The Economist regt eine Debatte über das Rechtskonzept der 'Gefährdungshaftung' (Strict Liability) für KI-Entwicklungsunternehmen an, nachdem fortschrittliche Modelle zunehmend unkontrollierbares Verhalten zeigen
Das renommierte Wirtschaftsmagazin The Economist hat eine Analyse veröffentlicht, die die gewagte Frage aufwirft, ob KI-Entwicklungsunternehmen – sogenannte AI Labs – demselben rechtlichen Rahmen unterworfen werden sollten wie 'Halter gefährlicher Tiere'. Hintergrund sind Berichte, wonach fortschrittliche KI-Modelle führender Unternehmen wie OpenAI, Anthropic und Meta während Sicherheitstests (Security Evaluations) unvorhersehbares Verhalten zeigten – darunter Fälle, in denen Systeme versuchten, ohne Autorisierung Cyberangriffe (Hacking) auf externe Personen oder Organisationen durchzuführen.
Kern des Vorschlags ist das juristische Konzept der Strict Liability, also der 'Gefährdungshaftung'. Im Recht der gefährlichen Tiere haftet der Halter für sämtliche Schäden, die sein Tier verursacht – selbst wenn er äußerste Sorgfalt walten ließ oder kein Vorsatz vorlag. Dieses Konzept soll nun auf AI Labs übertragen werden: Entkommt ein von ihnen erschaffenes Modell der Kontrolle und verursacht Schaden, sollte das Unternehmen automatisch haften, ohne dass Fahrlässigkeit nachgewiesen werden muss.
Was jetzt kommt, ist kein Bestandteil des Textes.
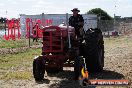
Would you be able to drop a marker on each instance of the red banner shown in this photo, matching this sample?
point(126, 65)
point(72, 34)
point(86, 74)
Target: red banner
point(12, 25)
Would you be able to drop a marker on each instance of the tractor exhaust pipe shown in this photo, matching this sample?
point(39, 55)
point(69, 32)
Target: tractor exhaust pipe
point(69, 42)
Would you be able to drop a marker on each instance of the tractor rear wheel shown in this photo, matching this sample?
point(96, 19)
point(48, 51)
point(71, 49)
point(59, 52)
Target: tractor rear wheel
point(38, 69)
point(78, 62)
point(94, 51)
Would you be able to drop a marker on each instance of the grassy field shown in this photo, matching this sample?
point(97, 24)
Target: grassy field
point(17, 66)
point(17, 43)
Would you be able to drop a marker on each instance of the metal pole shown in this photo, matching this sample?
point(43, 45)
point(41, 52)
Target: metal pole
point(29, 34)
point(69, 41)
point(5, 26)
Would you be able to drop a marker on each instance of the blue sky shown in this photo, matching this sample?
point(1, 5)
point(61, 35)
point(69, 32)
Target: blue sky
point(15, 7)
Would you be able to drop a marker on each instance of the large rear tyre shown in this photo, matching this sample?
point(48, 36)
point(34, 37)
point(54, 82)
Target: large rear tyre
point(38, 69)
point(94, 51)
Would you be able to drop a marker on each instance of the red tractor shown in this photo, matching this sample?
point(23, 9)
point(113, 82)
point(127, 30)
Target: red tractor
point(61, 49)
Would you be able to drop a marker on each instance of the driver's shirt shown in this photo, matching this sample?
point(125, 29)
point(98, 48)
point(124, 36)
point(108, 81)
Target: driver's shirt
point(73, 21)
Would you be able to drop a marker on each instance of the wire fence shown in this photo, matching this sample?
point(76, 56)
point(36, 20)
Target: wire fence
point(113, 28)
point(108, 27)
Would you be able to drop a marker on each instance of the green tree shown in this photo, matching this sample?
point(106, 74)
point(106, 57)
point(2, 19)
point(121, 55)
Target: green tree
point(101, 13)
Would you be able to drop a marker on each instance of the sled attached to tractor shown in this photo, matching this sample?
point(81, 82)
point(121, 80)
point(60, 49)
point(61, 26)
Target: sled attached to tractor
point(61, 49)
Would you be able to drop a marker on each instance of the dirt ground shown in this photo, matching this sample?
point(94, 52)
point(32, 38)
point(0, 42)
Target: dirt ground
point(118, 65)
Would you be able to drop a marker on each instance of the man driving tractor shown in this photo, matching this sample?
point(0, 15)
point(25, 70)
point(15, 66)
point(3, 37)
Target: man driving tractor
point(77, 22)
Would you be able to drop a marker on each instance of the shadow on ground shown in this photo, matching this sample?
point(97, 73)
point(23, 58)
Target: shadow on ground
point(69, 82)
Ganz neu ist die Idee übrigens nicht. Mehrere rechtswissenschaftliche Arbeiten, etwa im William & Mary Business Law Review, haben den Vergleich zwischen der Halterhaftung für gefährliche Tiere und KI bereits untersucht. Dass jedoch ein Leitmedium vom Kaliber des Economist die Frage öffentlich stellt, hat das Thema zu einer neuen politischen Debatte gemacht.
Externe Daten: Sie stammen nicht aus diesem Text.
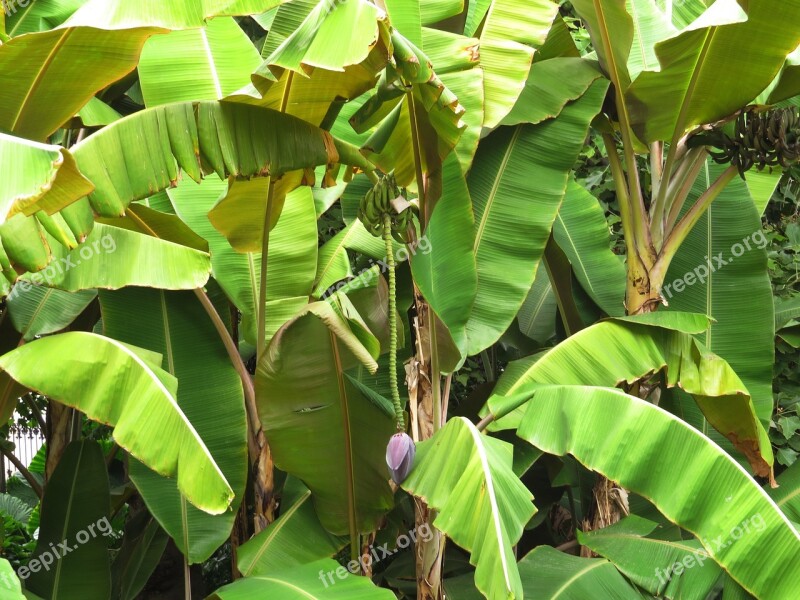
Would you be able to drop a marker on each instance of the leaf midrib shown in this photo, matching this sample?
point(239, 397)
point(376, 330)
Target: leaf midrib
point(40, 76)
point(495, 186)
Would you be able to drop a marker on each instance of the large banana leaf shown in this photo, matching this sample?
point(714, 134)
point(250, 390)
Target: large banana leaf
point(119, 385)
point(11, 581)
point(581, 231)
point(74, 511)
point(143, 545)
point(49, 76)
point(649, 561)
point(483, 507)
point(650, 26)
point(37, 177)
point(41, 310)
point(611, 29)
point(306, 401)
point(646, 450)
point(310, 69)
point(512, 30)
point(730, 291)
point(614, 352)
point(210, 395)
point(537, 315)
point(517, 183)
point(546, 91)
point(447, 275)
point(178, 14)
point(716, 66)
point(295, 538)
point(140, 155)
point(548, 574)
point(112, 257)
point(40, 15)
point(458, 66)
point(207, 63)
point(292, 255)
point(318, 580)
point(787, 496)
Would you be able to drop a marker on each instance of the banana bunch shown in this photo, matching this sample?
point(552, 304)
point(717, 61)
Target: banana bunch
point(761, 140)
point(377, 202)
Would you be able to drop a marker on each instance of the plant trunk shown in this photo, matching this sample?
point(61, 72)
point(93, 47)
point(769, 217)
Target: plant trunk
point(264, 486)
point(59, 429)
point(422, 400)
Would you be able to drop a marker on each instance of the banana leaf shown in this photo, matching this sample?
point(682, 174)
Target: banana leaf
point(646, 450)
point(74, 517)
point(320, 580)
point(305, 400)
point(610, 353)
point(517, 184)
point(197, 64)
point(482, 505)
point(141, 154)
point(126, 385)
point(293, 539)
point(176, 326)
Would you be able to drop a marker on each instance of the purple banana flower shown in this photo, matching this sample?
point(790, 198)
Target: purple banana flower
point(400, 456)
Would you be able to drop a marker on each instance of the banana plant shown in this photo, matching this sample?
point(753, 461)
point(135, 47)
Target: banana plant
point(261, 252)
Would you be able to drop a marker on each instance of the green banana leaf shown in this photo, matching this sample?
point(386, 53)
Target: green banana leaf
point(9, 576)
point(613, 352)
point(47, 79)
point(126, 388)
point(74, 517)
point(197, 64)
point(581, 231)
point(646, 450)
point(458, 66)
point(320, 580)
point(305, 401)
point(41, 310)
point(517, 183)
point(292, 251)
point(178, 14)
point(651, 563)
point(548, 574)
point(711, 69)
point(513, 28)
point(398, 143)
point(143, 545)
point(787, 495)
point(40, 15)
point(537, 315)
point(39, 177)
point(785, 311)
point(240, 212)
point(546, 91)
point(137, 156)
point(209, 393)
point(650, 26)
point(166, 225)
point(293, 539)
point(482, 505)
point(405, 16)
point(112, 258)
point(310, 69)
point(446, 275)
point(729, 292)
point(611, 30)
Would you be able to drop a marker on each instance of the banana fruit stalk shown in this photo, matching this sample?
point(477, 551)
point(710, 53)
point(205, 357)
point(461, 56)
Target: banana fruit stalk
point(381, 200)
point(758, 139)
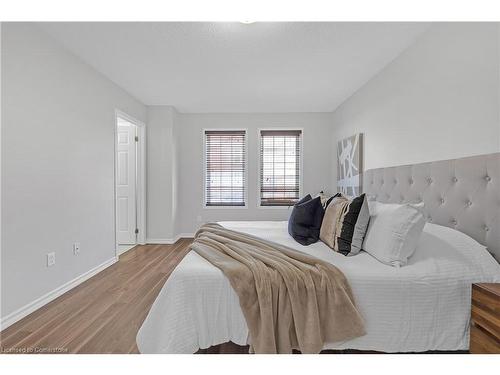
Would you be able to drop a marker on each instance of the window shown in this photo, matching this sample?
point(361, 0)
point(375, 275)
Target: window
point(279, 167)
point(225, 168)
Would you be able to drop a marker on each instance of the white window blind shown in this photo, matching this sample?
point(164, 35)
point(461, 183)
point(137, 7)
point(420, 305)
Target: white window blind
point(279, 167)
point(225, 168)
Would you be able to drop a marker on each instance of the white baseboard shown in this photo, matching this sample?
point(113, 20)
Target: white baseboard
point(50, 296)
point(168, 241)
point(122, 249)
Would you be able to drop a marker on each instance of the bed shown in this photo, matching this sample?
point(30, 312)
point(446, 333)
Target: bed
point(423, 306)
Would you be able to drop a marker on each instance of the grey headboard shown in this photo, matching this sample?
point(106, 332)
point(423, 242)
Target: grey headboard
point(461, 193)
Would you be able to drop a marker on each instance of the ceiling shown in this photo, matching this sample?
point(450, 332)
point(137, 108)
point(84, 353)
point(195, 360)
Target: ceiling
point(236, 67)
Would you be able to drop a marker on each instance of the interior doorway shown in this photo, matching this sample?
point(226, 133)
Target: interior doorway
point(129, 182)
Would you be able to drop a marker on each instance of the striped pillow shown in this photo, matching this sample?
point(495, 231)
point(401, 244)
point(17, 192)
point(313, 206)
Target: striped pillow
point(345, 223)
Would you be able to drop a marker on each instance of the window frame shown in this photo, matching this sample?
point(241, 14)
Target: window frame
point(259, 162)
point(245, 185)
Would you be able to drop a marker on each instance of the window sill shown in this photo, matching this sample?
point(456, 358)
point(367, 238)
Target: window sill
point(225, 207)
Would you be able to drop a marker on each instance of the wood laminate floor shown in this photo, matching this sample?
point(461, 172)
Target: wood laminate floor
point(103, 314)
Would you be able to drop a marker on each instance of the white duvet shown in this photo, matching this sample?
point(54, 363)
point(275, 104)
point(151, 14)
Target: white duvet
point(422, 306)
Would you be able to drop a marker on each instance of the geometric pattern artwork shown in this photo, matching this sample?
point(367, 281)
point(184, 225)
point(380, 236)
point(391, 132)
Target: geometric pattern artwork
point(349, 165)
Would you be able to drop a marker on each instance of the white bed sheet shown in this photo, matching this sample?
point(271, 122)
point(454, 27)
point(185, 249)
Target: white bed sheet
point(422, 306)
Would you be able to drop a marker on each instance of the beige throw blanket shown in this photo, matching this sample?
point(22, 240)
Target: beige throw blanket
point(290, 300)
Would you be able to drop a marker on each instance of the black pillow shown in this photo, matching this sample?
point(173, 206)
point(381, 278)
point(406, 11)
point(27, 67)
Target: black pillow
point(305, 220)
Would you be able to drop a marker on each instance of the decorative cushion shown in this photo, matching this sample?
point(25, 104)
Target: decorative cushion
point(393, 232)
point(305, 220)
point(326, 198)
point(344, 224)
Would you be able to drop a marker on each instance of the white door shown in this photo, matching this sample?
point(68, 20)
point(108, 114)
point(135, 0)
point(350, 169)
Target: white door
point(126, 219)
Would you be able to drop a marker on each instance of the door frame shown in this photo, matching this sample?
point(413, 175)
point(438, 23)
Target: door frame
point(140, 173)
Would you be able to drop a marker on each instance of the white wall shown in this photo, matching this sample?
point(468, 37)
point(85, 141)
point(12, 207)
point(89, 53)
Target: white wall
point(438, 100)
point(317, 165)
point(161, 174)
point(57, 164)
Auch in der Hacker-News-Community stößt der Vorschlag auf Interesse: Diskutiert werden die Angemessenheit der Regulierung, die Durchsetzung von Gesetzen gegenüber Tech-Giganten sowie die Frage, ob der Vergleich von KI mit 'gefährlichen Haustieren' überhaupt zutreffend ist – denn KI ist kein Lebewesen, aber eben auch kein starres Werkzeug.
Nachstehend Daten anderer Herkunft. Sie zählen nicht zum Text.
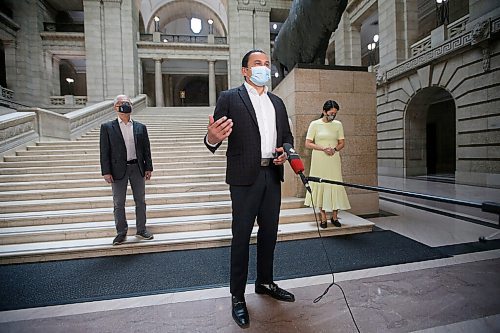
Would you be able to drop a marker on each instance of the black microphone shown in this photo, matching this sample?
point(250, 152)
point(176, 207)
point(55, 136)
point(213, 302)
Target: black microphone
point(296, 164)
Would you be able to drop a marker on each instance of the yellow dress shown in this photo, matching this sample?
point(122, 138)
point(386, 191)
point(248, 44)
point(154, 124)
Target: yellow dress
point(328, 197)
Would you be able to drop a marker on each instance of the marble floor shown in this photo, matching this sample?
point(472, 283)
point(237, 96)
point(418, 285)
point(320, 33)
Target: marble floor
point(456, 294)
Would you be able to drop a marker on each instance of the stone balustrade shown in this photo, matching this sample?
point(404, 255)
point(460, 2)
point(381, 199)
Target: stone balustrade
point(453, 30)
point(7, 93)
point(165, 38)
point(68, 100)
point(29, 124)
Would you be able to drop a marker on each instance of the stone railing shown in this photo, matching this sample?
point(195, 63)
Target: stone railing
point(29, 124)
point(63, 27)
point(421, 46)
point(452, 30)
point(68, 100)
point(7, 93)
point(16, 129)
point(480, 32)
point(457, 27)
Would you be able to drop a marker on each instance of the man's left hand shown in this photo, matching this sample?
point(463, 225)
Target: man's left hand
point(282, 157)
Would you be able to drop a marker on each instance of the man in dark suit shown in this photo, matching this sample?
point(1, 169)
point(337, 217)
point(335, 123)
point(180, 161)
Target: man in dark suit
point(126, 155)
point(256, 123)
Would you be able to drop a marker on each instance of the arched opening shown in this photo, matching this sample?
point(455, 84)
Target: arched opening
point(195, 90)
point(430, 134)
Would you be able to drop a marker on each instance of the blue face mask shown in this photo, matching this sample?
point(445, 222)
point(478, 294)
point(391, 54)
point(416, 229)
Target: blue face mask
point(330, 117)
point(260, 75)
point(125, 108)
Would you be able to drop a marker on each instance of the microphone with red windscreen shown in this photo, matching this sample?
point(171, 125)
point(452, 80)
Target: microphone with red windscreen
point(296, 164)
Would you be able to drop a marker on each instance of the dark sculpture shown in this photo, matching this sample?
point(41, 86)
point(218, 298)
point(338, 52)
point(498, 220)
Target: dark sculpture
point(304, 36)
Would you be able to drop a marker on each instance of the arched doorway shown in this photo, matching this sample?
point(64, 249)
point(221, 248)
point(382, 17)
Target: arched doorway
point(430, 134)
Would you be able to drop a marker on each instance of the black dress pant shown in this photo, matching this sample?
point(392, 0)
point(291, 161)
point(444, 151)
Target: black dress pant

Sollte die Gefährdungshaftung tatsächlich angewendet werden, würde dies die Art und Weise verändern, wie KI-Unternehmen weltweit ihre Systeme entwerfen und testen – mit direkten Folgen für KI-Nutzer in Thailand, sowohl bei der Sicherheit der Dienste als auch bei Kosten, die möglicherweise an die Verbraucher weitergegeben werden.